33

6.5K 628 49
                                    

Bazen bazı uzuvlarımı hissetmiyor, bazen dehşet verici baş ağrıları çekiyordum. Konuşmakta bile zorlandığım anlar oluyordu, bazı kelimelere dilim dönmemeye başlamıştı. Unutkanlıklarım oluyordu fazlaca. Bir ara Ece'nin ismini bile unutmuştum. Kendimi unutsam bu kadar acıtmazdı.

Kısacası, son günlerde hiç iyi değildim ben.

Son krizin ardından 3 gün geçmişti, hani şu deli gibi "DEĞİLİM!" diye bağırdığım günden bahsediyorum. Neden öyle bağırdım, onu da bilmiyordum. Hayriye de anlatmıyordu birşey.

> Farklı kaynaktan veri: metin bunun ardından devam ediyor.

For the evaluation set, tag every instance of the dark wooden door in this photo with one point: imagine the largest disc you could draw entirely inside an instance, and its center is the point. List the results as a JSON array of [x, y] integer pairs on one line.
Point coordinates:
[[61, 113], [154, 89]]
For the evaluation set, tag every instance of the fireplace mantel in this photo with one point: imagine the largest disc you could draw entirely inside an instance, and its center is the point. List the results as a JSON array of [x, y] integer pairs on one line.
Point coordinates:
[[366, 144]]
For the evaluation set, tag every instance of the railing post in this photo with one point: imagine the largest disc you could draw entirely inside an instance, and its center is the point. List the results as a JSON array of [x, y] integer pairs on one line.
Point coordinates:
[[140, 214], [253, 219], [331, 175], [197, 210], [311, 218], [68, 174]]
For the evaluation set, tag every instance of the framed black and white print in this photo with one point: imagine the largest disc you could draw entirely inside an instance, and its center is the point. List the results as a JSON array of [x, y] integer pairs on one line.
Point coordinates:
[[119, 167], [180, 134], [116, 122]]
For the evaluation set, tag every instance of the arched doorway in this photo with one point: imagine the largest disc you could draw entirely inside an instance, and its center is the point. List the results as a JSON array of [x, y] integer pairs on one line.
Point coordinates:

Kucağımdaki traş makinasına baktım düz ifadeyle. Saçlarımı seviyordum. Onları okşayan bir annem olmasa da, Rüzgar çok severdi saçlarımı. Kesmek istemiyordum ama saçlarım dökülmeye başlamıştı, ve kendi kendine kopan saçlarım başımı acıtıyordu.

Hayriye bile sessizdi bugün. Koltuğa oturmuş sessizce dışarıyı izliyordu. Düşüncelerimi duyduğunu biliyordum ama yine de buna tepkisiz kalabiliyorsa, dalgın veya üzgün olmalıydı.

Tıpkı benim gibi.

Odanın kapısı yavaşça aralandığında elindeki tabldotla Rüzgar girdi gülümseyerek. Tabldotu tekerlekli masaya koyup masayı benim yanıma sürükledi.

"Zayıflamışsın bayağı. Annem görseydi çırpı gelin diye dalga geçerdi seninle." diyerek yanıma oturduğunda gözleri kucağımdaki traş makinasına kaydı. Adem elmasının hareket ettiğini gördüm.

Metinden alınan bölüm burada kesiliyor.